Bonus: help the blog get some social media love by promoting it through Twitter and other relevant news sharing sites (like Kirtsy for women’s news).
I warned my Twitter followers that this post might get a bit ranty. I’ll take this opportunity to get some things off my chest about PR pitches I receive.
1. I hate it when PR people I’ve never heard of send me press releases that have nothing to do with online retail.
2. I can’t stand when a pitch asks if I’d like to arrange a meeting with [CEO of XYZ Company]. If the CEO was really interested in me and my blog, he/she could email me his/herself. One particularly irksome instance is with a company that I actually like. To be honest, because I like its blog and staff (not involved in the pitch at all) I gave it the time of day.

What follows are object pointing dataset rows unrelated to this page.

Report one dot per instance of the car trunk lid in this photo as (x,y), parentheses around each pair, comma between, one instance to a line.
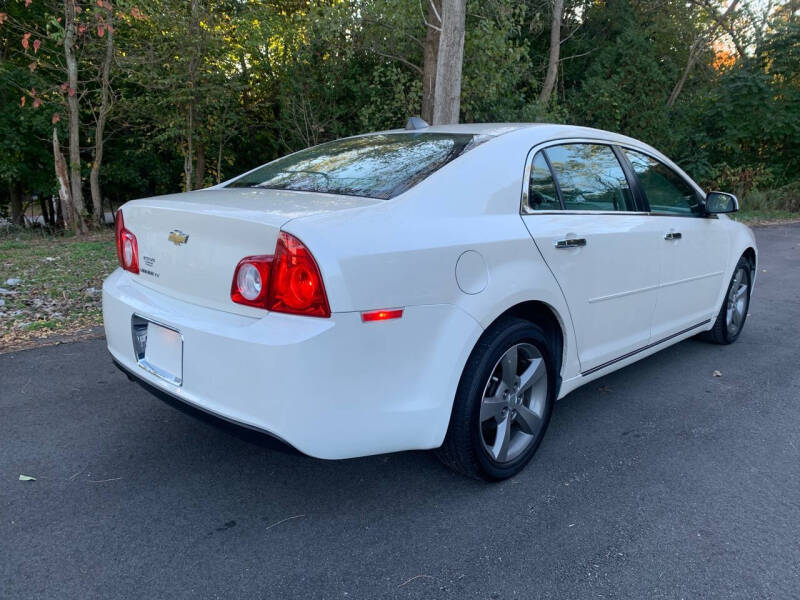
(189,244)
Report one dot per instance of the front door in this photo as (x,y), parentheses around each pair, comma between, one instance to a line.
(694,248)
(603,251)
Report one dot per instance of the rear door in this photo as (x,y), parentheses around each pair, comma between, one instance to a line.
(694,248)
(602,248)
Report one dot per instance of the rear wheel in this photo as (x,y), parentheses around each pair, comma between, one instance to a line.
(733,314)
(503,403)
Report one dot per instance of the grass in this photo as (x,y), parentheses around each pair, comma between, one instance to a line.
(59,288)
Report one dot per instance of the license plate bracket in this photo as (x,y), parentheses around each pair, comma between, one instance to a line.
(158,348)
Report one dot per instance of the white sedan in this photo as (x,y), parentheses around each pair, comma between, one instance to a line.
(434,287)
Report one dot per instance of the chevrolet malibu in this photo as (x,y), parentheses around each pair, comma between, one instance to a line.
(433,287)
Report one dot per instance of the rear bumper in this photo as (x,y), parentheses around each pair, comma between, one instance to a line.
(332,388)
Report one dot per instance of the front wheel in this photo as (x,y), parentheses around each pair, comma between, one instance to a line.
(503,403)
(733,314)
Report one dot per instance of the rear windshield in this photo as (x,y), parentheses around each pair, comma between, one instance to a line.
(375,166)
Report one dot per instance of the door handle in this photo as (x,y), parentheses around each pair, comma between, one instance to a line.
(570,243)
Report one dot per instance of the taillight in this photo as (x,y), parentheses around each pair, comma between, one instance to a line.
(296,284)
(127,248)
(288,282)
(251,281)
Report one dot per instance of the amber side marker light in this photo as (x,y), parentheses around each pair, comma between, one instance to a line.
(381,315)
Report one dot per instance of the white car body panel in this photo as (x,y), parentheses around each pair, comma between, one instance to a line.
(454,252)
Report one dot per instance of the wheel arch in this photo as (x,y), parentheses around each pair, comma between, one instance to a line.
(548,319)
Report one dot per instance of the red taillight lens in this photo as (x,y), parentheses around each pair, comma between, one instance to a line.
(288,282)
(127,247)
(251,281)
(296,284)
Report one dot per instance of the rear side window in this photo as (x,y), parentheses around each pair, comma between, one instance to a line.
(666,191)
(590,178)
(542,194)
(375,166)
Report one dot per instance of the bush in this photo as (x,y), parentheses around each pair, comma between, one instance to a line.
(786,198)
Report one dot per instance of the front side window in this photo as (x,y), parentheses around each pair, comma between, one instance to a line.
(542,194)
(590,178)
(375,166)
(666,191)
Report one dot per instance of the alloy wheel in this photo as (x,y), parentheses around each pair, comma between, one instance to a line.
(737,302)
(513,403)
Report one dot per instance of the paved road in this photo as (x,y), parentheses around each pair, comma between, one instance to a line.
(659,481)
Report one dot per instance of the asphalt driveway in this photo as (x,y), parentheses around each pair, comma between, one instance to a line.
(659,481)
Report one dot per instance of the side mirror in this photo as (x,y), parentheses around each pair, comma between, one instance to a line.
(721,202)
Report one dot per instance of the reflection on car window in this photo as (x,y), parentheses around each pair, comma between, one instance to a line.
(590,178)
(375,166)
(666,191)
(542,193)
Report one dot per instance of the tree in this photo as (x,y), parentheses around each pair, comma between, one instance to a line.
(555,49)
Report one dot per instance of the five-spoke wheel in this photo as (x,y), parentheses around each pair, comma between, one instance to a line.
(504,400)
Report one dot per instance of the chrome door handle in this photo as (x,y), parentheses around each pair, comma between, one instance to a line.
(570,243)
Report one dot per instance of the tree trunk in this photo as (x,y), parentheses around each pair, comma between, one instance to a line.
(44,210)
(200,167)
(58,211)
(188,160)
(694,52)
(17,214)
(447,91)
(62,175)
(219,160)
(74,118)
(99,132)
(555,50)
(430,56)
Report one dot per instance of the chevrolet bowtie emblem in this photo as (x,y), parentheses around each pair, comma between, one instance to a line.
(177,237)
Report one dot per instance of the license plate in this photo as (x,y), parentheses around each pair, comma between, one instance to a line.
(159,349)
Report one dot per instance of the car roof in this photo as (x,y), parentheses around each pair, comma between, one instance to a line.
(492,129)
(546,130)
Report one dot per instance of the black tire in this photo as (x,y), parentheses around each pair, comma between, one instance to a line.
(463,449)
(722,332)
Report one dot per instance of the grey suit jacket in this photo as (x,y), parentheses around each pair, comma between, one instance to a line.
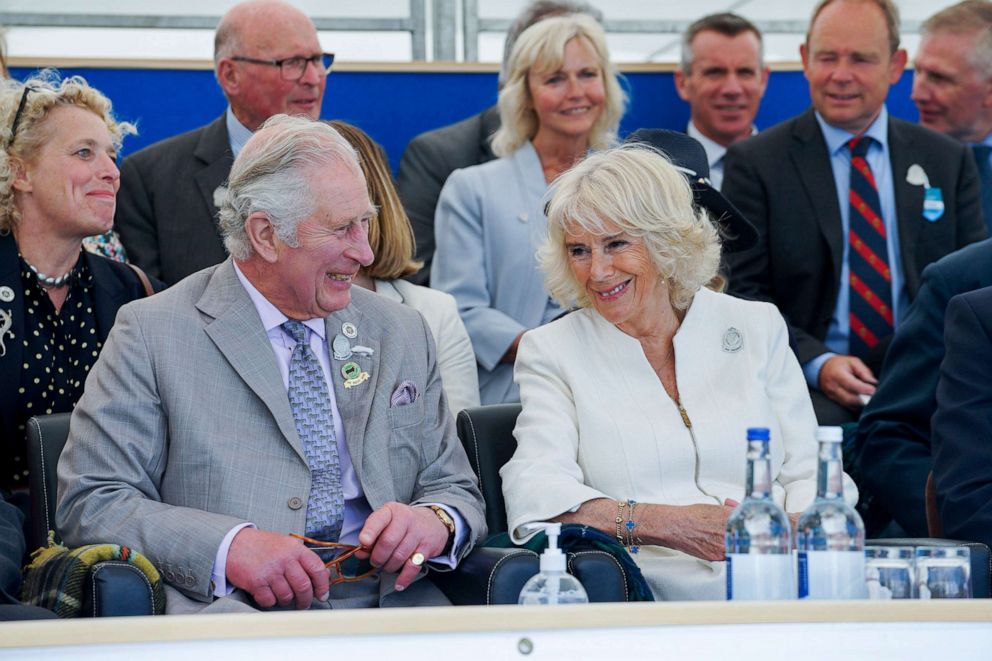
(782,181)
(166,214)
(185,429)
(428,160)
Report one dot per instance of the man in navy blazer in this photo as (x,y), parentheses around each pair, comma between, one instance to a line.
(962,425)
(894,430)
(792,182)
(170,191)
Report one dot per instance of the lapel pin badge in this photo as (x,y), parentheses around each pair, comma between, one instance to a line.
(733,340)
(6,321)
(353,375)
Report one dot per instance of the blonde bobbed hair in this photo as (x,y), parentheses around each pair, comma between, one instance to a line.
(636,189)
(47,90)
(541,48)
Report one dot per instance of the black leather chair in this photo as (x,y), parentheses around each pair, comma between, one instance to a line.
(112,588)
(486,432)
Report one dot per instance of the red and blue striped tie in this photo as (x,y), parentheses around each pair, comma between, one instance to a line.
(868,258)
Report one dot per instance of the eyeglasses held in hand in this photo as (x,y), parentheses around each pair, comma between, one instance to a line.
(337,573)
(293,68)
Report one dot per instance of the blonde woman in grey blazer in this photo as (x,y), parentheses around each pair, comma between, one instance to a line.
(560,99)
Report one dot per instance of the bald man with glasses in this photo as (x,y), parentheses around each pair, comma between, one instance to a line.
(268,61)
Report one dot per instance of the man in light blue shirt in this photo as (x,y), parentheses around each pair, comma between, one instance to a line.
(722,77)
(794,182)
(952,85)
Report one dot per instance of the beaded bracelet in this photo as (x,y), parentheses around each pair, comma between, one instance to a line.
(631,544)
(619,520)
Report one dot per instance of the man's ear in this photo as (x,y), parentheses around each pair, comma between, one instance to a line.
(262,236)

Not only did I never hear personally from the CEO, I sent through questions for the CEO to be answered, and at the last minute, they were answered by someone else in the company (which is fine, but it just confirmed my suspicion that the CEO really didn’t have an interest in the blog or connecting with me).
I still like this company, I think it made a great post, too. No sour grapes, I just didn’t like the process.
3. Don’t throw in a one-liner “I really liked your last post [Post Title]” and then paste a press release after. Bless your heart, thanks for checking out the blog (hope you subscribed) but you gotta work harder than that.
I know many of our readers are also bloggers, feel free to share your own tips and opinions on this subject in the comments.